GlyNAC (Glycine + NAC): The Glutathione Restoration Study

GlyNAC — a simple combination of the amino acids glycine and N-acetylcysteine (NAC) — has become one of the more intriguing longevity interventions of the decade, partly because its rationale is unusually straightforward. Older adults have dramatically lower levels of glutathione, the body's master intracellular antioxidant, and dramatically higher oxidative stress. Glutathione is synthesized from three amino acids (glycine, cysteine, and glutamate), and two of those — glycine and cysteine — become rate-limiting with age. Supplement the precursors, restore the glutathione, and oxidative damage should fall.

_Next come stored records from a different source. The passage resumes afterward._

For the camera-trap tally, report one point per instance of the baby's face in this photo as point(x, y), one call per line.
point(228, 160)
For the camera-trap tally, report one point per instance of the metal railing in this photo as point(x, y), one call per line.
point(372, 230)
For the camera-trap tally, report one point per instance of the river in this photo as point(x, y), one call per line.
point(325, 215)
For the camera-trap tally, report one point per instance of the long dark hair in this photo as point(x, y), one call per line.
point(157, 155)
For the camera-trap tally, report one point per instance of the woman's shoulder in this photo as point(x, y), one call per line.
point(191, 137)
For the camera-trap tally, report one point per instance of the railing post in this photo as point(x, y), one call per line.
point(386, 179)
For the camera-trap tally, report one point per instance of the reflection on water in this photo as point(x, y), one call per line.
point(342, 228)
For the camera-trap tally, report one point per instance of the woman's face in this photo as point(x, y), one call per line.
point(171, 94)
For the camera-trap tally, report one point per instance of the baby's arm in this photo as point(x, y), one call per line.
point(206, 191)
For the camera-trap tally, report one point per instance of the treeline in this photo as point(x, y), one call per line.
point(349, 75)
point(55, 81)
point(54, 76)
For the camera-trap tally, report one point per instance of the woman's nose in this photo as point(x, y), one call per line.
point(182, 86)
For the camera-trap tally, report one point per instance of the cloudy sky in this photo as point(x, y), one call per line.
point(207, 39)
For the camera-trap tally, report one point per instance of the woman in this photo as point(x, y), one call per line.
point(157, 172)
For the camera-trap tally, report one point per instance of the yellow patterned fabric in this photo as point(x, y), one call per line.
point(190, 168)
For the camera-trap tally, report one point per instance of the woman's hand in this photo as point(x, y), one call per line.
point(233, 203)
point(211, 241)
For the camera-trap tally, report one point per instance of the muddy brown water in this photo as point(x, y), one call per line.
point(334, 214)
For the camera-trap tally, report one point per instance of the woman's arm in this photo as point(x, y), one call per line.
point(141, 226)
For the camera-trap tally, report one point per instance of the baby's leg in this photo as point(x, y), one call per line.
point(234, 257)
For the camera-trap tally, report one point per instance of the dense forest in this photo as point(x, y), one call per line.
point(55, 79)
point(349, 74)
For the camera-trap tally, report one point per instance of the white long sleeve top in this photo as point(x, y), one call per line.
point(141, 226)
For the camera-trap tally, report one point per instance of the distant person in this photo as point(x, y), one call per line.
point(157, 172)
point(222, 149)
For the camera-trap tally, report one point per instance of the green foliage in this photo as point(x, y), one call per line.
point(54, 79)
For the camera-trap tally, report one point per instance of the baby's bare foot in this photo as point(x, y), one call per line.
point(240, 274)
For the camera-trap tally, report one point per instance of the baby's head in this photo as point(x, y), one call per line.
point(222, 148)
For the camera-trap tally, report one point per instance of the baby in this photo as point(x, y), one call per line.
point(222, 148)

That's the hypothesis Rajagopal Sekhar and colleagues at Baylor College of Medicine have been testing for nearly two decades, culminating in a series of clinical trials in older adults and people aging with HIV. The results are provocative: improvements in muscle strength, walking speed, cognition, insulin sensitivity, and mitochondrial function after just 16 weeks. But the data come overwhelmingly from a single research group, replication is thin, and the scale is modest. This article walks through what the evidence actually supports.

What Is GlyNAC?

GlyNAC is not a branded drug. It is a supplement regimen combining two widely available amino acids:

• Glycine — the simplest amino acid and a direct precursor in glutathione biosynthesis.
• N-acetylcysteine (NAC) — an acetylated form of cysteine used clinically for decades as a mucolytic and as the antidote to acetaminophen overdose. NAC serves as the bioavailable source of cysteine, the limiting substrate in glutathione synthesis.

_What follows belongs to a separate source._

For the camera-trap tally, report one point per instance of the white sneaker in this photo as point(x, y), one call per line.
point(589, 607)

The logic is biochemical. Glutathione (GSH) is made in the cytosol of every cell by a two-step enzymatic reaction: glutamate and cysteine are joined by glutamate-cysteine ligase (the rate-limiting enzyme), then glycine is added by glutathione synthetase. In older adults, plasma and tissue glycine and cysteine concentrations fall, GSH synthesis rates drop, and intracellular GSH can be 30-40% lower than in young adults. At the same time, reactive oxygen species (ROS) production rises — largely from dysfunctional mitochondria — creating a widening gap between oxidant production and antioxidant capacity.

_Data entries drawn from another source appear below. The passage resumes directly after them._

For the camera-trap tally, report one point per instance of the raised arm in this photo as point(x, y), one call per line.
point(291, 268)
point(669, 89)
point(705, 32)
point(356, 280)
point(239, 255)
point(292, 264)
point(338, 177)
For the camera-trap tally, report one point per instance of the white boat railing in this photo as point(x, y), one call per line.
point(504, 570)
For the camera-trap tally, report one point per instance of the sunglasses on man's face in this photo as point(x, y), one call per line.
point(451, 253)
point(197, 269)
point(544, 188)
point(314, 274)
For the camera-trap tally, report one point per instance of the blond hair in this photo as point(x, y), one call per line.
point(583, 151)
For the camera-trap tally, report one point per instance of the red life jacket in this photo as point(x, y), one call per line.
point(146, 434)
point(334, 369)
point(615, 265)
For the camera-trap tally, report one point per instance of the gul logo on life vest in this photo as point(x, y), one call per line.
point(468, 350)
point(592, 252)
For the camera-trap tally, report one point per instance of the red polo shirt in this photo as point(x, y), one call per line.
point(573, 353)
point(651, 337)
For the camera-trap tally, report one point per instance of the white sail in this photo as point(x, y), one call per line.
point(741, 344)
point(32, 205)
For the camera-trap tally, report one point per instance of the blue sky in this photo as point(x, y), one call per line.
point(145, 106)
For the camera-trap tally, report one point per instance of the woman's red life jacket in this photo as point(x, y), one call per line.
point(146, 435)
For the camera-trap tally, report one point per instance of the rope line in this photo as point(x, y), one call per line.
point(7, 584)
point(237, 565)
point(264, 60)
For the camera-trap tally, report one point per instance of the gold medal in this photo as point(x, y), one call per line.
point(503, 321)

Sekhar's framing is that this imbalance is not a harmless consequence of aging but an upstream driver of mitochondrial dysfunction, insulin resistance, inflammation, and sarcopenia — several of the core hallmarks of aging.

The Science: Why Glutathione Matters

Glutathione is often described as the body's master antioxidant, but the label undersells its role. GSH:

• Directly scavenges free radicals including hydroxyl radicals and peroxynitrite.
• Serves as cofactor for glutathione peroxidases, which detoxify hydrogen peroxide and lipid peroxides.
• Regenerates vitamins C and E in their active reduced forms.
• Conjugates with xenobiotics in phase II detoxification.
• Regulates redox signaling through reversible S-glutathionylation of proteins, affecting everything from transcription factor activity to mitochondrial permeability.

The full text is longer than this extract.